John Redwood MP
writes “A majority of the public wanted the UK to return to being an independent country, capable of self government with a confident outward looking view of herself in a global world. Happy to trade with the EU, keen to travel, to promote many exchanges in education, culture and tourism, the majority saw no need to lock us into a political union to allow these things to continue. They will continue anyway when we leave as they do for many other independent countries having dealings with the EU.
“The elite’s refusal to accept the decision of the people led to undue stresses and strains on most of the institutions of the UK state. The Central Bank, already brought low by its failure to stop excesses in credit prior to 2008 and by its clumsy and damaging over correction, entered the fray against the majority decision. The Courts took up cases against government and Parliament, and made decisions designed to slow down or prevent Brexit. Cartoon below from the Spectator.
“Parliament itself turned against Brexit, despite most MPs being elected in 2017 for Labour or Conservative on promises to see it through. Brexiteers were left with the irony that the very institution they wished to restore to full power did not want that power and spent its time trying to prevent the UK taking control of its own money, laws and borders.
“Some large companies turned out endless propaganda against Brexit as if the decision had not been made, repeating the often phoney claims of future economic damage that they had used to try to get people to vote their way in the first place.
“The EU itself refused to accept the verdict of the UK people, and worked with the Remain forces in the UK to seek delay or damaging terms for exit that might get the public to change their mind. Despite all of this the people voted again decisively as the decade ended to get Brexit done. That included many who voted just to leave, and others who voted for the Withdrawal Agreement on offer in anticipation of a Free Trade Agreement to follow”.
The affront to democracy is over. In a “End-of-year BBC quiz”, prizes were awarded for
“Which BBC Breakfast presenter, talking to an EU-sympathetic think-tanker, opined ‘I don’t understand, or lots of people don’t understand, why we spend so much time talking about Nigel Farage’?” and “Which senior BBC figure said we should stop using the phrase ‘mainstream media’ because it’s ‘a term of abuse’ and ‘an assault on freedom of expression’?”. There were many more examples, of which “During a phone-in, which BBC presenter said ‘Yawn’ to a member of the public when they raised the subject of BBC bias?” is one.

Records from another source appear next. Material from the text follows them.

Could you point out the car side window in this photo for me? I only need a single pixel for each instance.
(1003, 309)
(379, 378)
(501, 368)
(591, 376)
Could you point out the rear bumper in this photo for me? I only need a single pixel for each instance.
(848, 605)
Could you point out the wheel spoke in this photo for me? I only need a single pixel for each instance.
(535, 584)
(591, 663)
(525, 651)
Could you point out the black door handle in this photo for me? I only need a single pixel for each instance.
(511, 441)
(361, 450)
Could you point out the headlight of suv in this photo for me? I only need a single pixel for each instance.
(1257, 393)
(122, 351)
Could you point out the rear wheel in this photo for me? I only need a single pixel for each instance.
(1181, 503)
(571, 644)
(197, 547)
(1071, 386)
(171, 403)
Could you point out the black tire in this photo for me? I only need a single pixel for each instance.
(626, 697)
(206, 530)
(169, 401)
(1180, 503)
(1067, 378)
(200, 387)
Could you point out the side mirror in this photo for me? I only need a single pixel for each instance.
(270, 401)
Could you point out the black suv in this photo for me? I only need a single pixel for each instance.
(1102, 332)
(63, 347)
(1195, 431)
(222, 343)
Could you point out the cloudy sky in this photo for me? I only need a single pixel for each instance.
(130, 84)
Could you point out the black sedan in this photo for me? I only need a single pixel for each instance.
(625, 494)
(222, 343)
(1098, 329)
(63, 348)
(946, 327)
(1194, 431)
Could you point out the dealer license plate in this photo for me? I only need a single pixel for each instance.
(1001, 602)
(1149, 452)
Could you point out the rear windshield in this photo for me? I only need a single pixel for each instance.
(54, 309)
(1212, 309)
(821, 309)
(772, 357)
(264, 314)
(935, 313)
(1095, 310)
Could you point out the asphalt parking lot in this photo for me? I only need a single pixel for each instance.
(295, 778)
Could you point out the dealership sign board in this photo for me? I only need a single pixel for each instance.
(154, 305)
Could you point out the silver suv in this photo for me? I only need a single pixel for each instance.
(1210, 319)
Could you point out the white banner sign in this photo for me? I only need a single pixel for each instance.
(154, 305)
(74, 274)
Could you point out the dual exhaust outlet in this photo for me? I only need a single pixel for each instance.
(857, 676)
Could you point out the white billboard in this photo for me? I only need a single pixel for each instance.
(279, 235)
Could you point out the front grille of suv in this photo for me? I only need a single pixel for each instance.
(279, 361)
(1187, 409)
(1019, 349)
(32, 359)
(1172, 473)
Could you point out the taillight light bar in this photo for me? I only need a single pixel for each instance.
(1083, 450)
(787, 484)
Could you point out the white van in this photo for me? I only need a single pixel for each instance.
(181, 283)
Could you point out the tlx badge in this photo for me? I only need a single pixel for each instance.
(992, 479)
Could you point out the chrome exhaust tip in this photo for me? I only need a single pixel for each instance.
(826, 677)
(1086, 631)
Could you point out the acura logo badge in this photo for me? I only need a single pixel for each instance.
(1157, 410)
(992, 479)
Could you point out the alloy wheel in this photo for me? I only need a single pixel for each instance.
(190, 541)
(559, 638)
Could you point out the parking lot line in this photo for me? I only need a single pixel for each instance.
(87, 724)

Keeping the best to last “Who, late on election night, got a bee in his bonnet over Boris Johnson talking of ‘the people’s government’, saying ‘We don’t like “the people’s” used in that context in this country. It’s a bit French or even possibly Russian. “The people’s” – it’s slightly odd . . . We have a parliamentary democracy and the people are represented by all sorts of other people’, then demanding, ‘Huw, could we just dwell a little bit more on that phrase “the people’s government?”’ and, after being allowed to do so, ending, ‘It rings slightly oddly in my ears’?”. Yes, it was Andrew Marr!